A former employer in Oklahoma told her it was a shame she didn’t get a piece of the financial pie (or in this case, the shortcake). Her reply: If I had gotten royalties, you never would have met me.

“I would have been in Cleveland living on the Gold Coast,” she said. “That’s where I would have been. I wouldn’t have left Cleveland. In some ways, it’s not about money. I really like Oklahoma.”

Losing her husband, Michael, to non-Hodgkin’s lymphoma in 2018 was a devastating blow to the artist. She went on to say;

“It drained all the money we had. Everything. It’s gone. I’m not a starving artist. I still get social security. I still get some money. But it drained so much that now I am supporting myself again. I’m back in it.”

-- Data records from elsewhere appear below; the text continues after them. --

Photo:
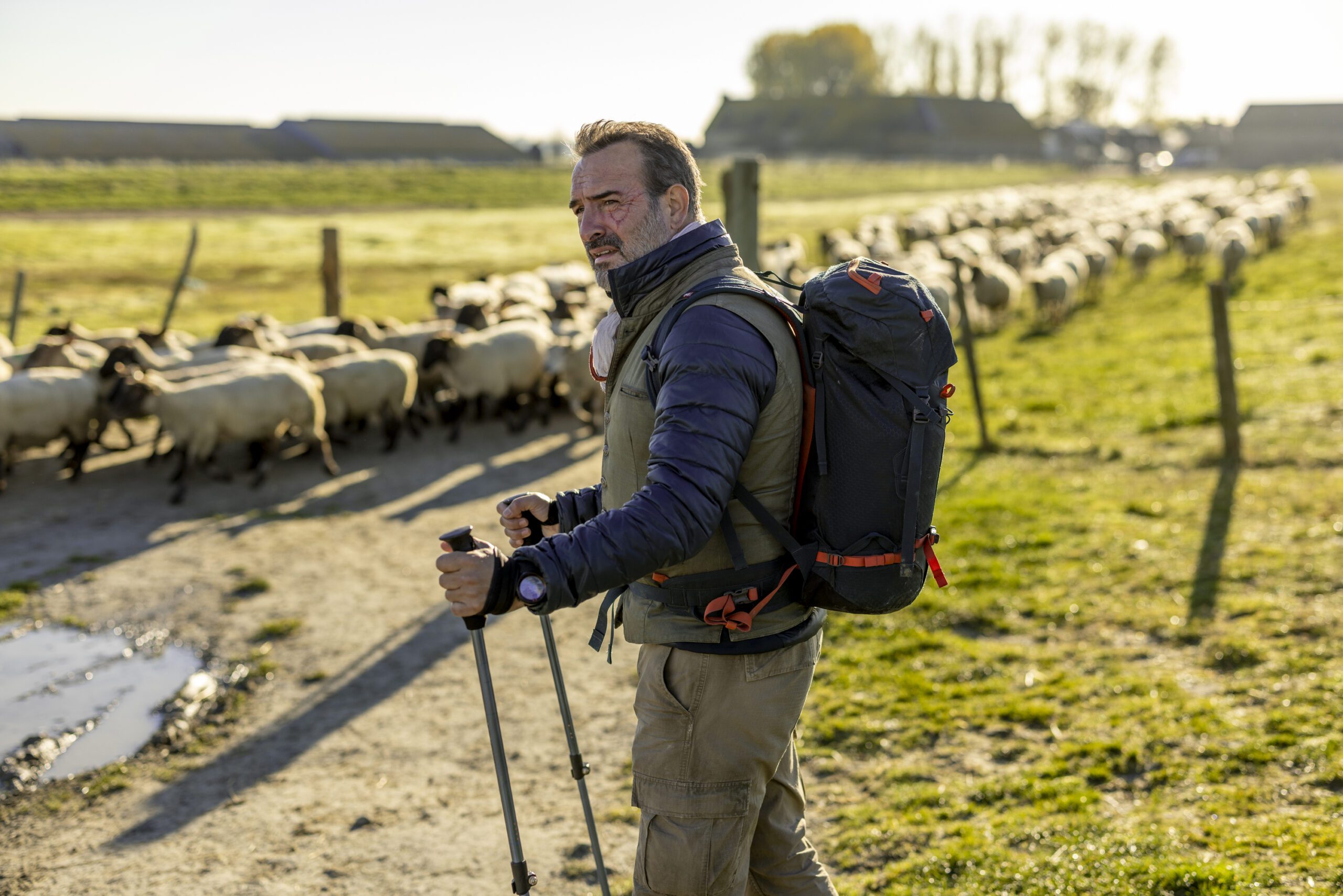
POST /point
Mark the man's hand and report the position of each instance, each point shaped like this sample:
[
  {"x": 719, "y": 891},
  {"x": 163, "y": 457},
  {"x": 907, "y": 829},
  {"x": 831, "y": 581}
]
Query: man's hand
[
  {"x": 511, "y": 516},
  {"x": 466, "y": 578}
]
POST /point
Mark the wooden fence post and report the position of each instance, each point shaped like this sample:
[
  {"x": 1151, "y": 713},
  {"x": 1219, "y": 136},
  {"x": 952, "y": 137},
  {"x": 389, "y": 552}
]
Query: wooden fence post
[
  {"x": 967, "y": 340},
  {"x": 742, "y": 203},
  {"x": 180, "y": 283},
  {"x": 1225, "y": 374},
  {"x": 18, "y": 303},
  {"x": 332, "y": 289}
]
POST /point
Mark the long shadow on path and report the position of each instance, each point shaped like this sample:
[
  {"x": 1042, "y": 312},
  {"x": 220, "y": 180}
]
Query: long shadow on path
[
  {"x": 206, "y": 789},
  {"x": 1209, "y": 574}
]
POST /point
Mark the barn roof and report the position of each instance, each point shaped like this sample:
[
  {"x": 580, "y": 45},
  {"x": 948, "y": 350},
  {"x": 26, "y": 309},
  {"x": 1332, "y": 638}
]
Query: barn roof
[
  {"x": 876, "y": 126},
  {"x": 49, "y": 139},
  {"x": 1288, "y": 133},
  {"x": 358, "y": 140},
  {"x": 54, "y": 140}
]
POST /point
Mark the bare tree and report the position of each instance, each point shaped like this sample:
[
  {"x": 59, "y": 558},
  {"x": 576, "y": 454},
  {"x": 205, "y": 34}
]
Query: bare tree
[
  {"x": 1004, "y": 47},
  {"x": 1053, "y": 41},
  {"x": 982, "y": 47},
  {"x": 1159, "y": 59},
  {"x": 954, "y": 53},
  {"x": 932, "y": 66}
]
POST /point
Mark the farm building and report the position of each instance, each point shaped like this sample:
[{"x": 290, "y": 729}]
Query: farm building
[
  {"x": 430, "y": 140},
  {"x": 872, "y": 128},
  {"x": 1288, "y": 135},
  {"x": 54, "y": 140}
]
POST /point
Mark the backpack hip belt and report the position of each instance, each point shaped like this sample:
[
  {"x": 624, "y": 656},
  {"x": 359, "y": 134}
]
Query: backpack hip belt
[{"x": 731, "y": 598}]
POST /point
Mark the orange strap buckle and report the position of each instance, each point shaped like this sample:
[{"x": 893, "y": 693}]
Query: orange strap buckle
[{"x": 723, "y": 612}]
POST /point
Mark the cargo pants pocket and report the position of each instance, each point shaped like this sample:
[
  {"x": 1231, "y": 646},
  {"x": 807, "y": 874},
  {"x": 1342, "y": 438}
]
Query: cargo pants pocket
[{"x": 692, "y": 836}]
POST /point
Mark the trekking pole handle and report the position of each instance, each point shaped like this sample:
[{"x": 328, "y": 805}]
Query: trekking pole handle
[
  {"x": 461, "y": 540},
  {"x": 532, "y": 524}
]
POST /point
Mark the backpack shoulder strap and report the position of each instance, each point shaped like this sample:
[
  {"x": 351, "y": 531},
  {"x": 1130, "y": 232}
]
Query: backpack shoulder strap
[{"x": 653, "y": 351}]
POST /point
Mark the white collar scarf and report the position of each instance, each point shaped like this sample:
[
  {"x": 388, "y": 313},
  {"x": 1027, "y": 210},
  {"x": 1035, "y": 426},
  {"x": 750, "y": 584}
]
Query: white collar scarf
[{"x": 603, "y": 340}]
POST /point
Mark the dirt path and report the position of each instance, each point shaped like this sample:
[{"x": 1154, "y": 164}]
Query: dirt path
[{"x": 392, "y": 734}]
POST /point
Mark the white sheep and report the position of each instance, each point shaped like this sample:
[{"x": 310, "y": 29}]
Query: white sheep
[
  {"x": 1193, "y": 245},
  {"x": 65, "y": 351},
  {"x": 42, "y": 405},
  {"x": 503, "y": 365},
  {"x": 569, "y": 360},
  {"x": 997, "y": 285},
  {"x": 257, "y": 406},
  {"x": 372, "y": 383},
  {"x": 320, "y": 347},
  {"x": 1233, "y": 242},
  {"x": 1054, "y": 285},
  {"x": 1142, "y": 248},
  {"x": 311, "y": 328}
]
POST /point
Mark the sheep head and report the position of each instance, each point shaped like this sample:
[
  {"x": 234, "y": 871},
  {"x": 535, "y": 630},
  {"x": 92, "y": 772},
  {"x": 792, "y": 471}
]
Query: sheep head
[{"x": 441, "y": 350}]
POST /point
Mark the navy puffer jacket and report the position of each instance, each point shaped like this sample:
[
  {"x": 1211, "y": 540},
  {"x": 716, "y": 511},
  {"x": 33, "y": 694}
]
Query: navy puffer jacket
[{"x": 718, "y": 374}]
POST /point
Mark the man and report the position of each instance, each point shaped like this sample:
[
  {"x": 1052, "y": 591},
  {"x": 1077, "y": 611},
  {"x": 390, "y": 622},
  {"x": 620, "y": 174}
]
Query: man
[{"x": 715, "y": 769}]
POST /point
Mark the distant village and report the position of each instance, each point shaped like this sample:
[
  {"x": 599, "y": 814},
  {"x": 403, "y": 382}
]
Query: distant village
[{"x": 869, "y": 128}]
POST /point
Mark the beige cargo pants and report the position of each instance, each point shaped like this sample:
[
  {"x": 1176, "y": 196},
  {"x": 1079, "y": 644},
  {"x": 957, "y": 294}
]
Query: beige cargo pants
[{"x": 716, "y": 774}]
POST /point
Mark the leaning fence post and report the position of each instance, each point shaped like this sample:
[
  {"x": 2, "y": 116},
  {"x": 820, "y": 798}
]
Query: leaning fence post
[
  {"x": 180, "y": 283},
  {"x": 18, "y": 303},
  {"x": 332, "y": 291},
  {"x": 742, "y": 207},
  {"x": 967, "y": 340},
  {"x": 1231, "y": 413}
]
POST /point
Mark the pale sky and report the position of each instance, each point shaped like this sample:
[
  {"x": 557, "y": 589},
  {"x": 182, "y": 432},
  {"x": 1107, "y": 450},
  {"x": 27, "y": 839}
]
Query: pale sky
[{"x": 541, "y": 69}]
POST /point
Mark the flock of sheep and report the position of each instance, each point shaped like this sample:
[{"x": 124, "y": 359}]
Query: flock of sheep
[
  {"x": 1058, "y": 243},
  {"x": 517, "y": 344},
  {"x": 511, "y": 346}
]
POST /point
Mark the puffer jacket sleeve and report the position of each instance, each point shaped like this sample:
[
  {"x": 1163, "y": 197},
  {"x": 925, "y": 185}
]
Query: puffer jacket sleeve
[
  {"x": 578, "y": 507},
  {"x": 718, "y": 374}
]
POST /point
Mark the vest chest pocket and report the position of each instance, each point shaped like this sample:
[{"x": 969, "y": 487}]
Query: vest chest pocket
[{"x": 634, "y": 393}]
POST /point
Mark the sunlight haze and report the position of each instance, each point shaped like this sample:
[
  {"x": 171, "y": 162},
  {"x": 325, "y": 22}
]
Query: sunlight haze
[{"x": 540, "y": 70}]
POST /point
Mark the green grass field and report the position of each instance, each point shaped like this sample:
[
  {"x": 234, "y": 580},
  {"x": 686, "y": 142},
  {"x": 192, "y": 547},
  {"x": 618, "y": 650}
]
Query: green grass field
[
  {"x": 119, "y": 270},
  {"x": 30, "y": 187},
  {"x": 1133, "y": 684}
]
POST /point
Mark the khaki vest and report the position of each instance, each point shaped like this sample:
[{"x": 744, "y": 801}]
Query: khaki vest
[{"x": 769, "y": 471}]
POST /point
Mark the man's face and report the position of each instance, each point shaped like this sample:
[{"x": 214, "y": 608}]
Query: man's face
[{"x": 617, "y": 218}]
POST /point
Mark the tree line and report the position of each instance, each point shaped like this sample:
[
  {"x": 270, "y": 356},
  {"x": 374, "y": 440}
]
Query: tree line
[{"x": 1080, "y": 70}]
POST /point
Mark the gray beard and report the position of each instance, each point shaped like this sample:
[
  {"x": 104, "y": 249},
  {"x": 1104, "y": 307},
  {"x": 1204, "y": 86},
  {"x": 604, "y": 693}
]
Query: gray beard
[{"x": 652, "y": 234}]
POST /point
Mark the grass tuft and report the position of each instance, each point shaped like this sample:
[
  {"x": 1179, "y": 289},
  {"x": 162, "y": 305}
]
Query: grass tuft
[{"x": 277, "y": 629}]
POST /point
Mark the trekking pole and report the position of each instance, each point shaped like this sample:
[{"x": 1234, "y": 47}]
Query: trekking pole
[
  {"x": 578, "y": 767},
  {"x": 523, "y": 880}
]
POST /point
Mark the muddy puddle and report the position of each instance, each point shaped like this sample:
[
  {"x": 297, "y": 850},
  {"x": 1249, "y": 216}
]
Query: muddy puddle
[{"x": 94, "y": 695}]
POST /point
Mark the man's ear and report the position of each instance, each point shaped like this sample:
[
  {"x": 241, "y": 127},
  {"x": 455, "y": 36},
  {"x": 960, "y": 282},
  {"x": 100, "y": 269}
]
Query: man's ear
[{"x": 676, "y": 203}]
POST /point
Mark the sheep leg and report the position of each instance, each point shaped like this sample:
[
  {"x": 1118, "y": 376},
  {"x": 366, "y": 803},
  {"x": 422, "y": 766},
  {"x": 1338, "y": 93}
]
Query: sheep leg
[
  {"x": 217, "y": 472},
  {"x": 391, "y": 429},
  {"x": 77, "y": 461},
  {"x": 328, "y": 458},
  {"x": 541, "y": 403},
  {"x": 180, "y": 477},
  {"x": 154, "y": 446},
  {"x": 511, "y": 405},
  {"x": 261, "y": 453},
  {"x": 131, "y": 440}
]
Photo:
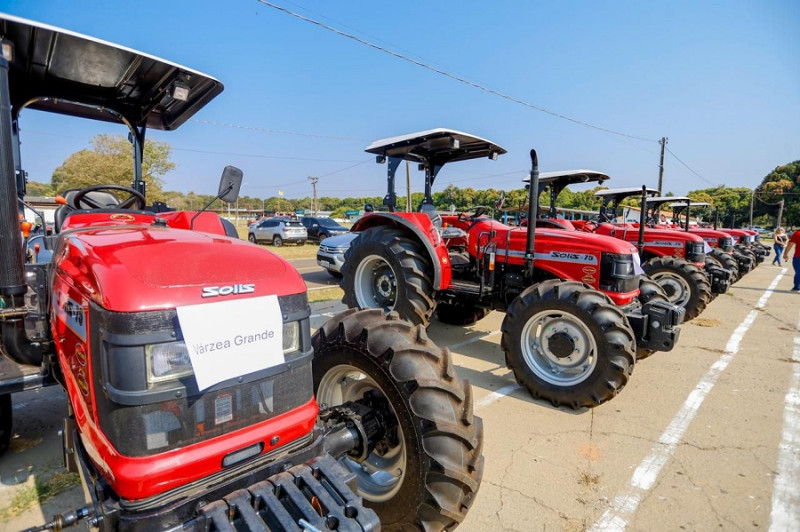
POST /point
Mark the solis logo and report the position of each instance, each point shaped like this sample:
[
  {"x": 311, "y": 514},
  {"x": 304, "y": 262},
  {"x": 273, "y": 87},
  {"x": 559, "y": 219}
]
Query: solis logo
[{"x": 214, "y": 291}]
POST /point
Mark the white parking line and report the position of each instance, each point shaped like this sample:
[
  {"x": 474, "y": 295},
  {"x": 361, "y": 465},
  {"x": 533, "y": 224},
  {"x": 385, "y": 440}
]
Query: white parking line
[
  {"x": 626, "y": 503},
  {"x": 497, "y": 394},
  {"x": 785, "y": 513}
]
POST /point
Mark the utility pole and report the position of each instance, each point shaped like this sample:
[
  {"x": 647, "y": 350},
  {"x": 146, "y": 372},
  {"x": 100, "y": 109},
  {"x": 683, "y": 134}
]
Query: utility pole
[
  {"x": 408, "y": 187},
  {"x": 663, "y": 143},
  {"x": 314, "y": 201}
]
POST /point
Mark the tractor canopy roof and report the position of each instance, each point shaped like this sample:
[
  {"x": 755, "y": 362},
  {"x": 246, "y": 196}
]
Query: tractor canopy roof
[
  {"x": 684, "y": 204},
  {"x": 569, "y": 177},
  {"x": 622, "y": 193},
  {"x": 658, "y": 201},
  {"x": 436, "y": 147},
  {"x": 57, "y": 70}
]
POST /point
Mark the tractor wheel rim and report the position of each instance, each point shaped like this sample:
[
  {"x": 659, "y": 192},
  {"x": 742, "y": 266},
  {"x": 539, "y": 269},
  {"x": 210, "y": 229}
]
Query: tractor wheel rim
[
  {"x": 379, "y": 476},
  {"x": 677, "y": 289},
  {"x": 543, "y": 340},
  {"x": 375, "y": 284}
]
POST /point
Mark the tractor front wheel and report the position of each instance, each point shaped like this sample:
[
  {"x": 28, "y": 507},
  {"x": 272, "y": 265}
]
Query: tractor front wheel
[
  {"x": 568, "y": 344},
  {"x": 424, "y": 474},
  {"x": 385, "y": 268},
  {"x": 684, "y": 283}
]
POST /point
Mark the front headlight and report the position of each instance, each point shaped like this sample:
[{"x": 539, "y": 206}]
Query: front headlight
[
  {"x": 170, "y": 361},
  {"x": 167, "y": 361},
  {"x": 291, "y": 336}
]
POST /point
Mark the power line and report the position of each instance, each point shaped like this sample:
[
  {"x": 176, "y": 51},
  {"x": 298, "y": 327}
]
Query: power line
[
  {"x": 449, "y": 75},
  {"x": 688, "y": 168},
  {"x": 274, "y": 131}
]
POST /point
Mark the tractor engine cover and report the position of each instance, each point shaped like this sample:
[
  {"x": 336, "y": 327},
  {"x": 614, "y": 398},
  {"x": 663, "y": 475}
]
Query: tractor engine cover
[{"x": 127, "y": 369}]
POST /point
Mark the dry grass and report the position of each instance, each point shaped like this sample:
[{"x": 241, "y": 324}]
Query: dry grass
[{"x": 39, "y": 491}]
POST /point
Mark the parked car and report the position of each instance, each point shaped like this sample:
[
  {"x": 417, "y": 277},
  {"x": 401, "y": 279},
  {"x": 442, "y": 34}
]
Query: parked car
[
  {"x": 330, "y": 254},
  {"x": 277, "y": 231},
  {"x": 321, "y": 227},
  {"x": 35, "y": 245}
]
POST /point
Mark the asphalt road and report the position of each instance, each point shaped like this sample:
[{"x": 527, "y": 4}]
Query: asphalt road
[{"x": 706, "y": 437}]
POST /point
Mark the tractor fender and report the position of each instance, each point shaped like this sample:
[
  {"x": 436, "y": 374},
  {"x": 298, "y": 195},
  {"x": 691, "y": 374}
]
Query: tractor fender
[{"x": 421, "y": 227}]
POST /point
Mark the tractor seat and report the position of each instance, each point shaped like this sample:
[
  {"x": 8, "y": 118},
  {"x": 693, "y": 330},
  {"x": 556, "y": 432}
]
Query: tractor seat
[
  {"x": 433, "y": 214},
  {"x": 103, "y": 198}
]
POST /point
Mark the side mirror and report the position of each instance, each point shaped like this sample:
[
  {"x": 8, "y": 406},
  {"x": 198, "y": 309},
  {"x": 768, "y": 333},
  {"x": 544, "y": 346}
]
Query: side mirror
[
  {"x": 501, "y": 200},
  {"x": 229, "y": 184}
]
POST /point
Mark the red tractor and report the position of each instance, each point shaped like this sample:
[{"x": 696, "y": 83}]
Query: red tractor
[
  {"x": 723, "y": 252},
  {"x": 198, "y": 397},
  {"x": 573, "y": 323},
  {"x": 665, "y": 254},
  {"x": 674, "y": 259}
]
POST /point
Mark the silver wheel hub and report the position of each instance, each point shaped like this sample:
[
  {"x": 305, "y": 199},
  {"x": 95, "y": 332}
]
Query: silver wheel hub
[
  {"x": 559, "y": 348},
  {"x": 381, "y": 473}
]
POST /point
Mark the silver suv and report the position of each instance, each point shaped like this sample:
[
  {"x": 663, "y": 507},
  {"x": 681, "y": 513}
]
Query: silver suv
[{"x": 277, "y": 231}]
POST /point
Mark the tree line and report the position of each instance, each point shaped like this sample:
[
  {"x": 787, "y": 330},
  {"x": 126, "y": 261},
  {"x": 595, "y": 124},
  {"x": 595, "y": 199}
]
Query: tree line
[{"x": 109, "y": 162}]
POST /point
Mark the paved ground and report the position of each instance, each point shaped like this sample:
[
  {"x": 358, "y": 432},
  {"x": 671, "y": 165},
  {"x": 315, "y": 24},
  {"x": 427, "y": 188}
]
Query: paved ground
[{"x": 706, "y": 437}]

But, it’s clear Fahrion focuses on the bright side, recently celebrating 10,000 followers on Instagram thrilled her so much she stayed up all night and made a video documenting it.

Unfortunately, Fahrion has stopped selling her creations for Black Live Matter fundraising as the rights owners to The Care Bears, CloudCo Entertainment, cited her with copyright infringement and had the drawing removed from from her shop- but not before she raised 2,500 for The Reed Foundation. After the complaint from CloudCo, she decided to take down her Orange Blossom art as well, to “Avoid going to court.”

Muriel has a fun and uplifting Instagram where she does daily kitchen dances, talks to her followers, posts new art she has created, including new characters directly from her imagination, like the Cameow Cats and a new piece to show her solidarity with Black Lives Matter. You can find her official store here.

Welcome to your long overdue fame, Muriel. You make the world a happier place.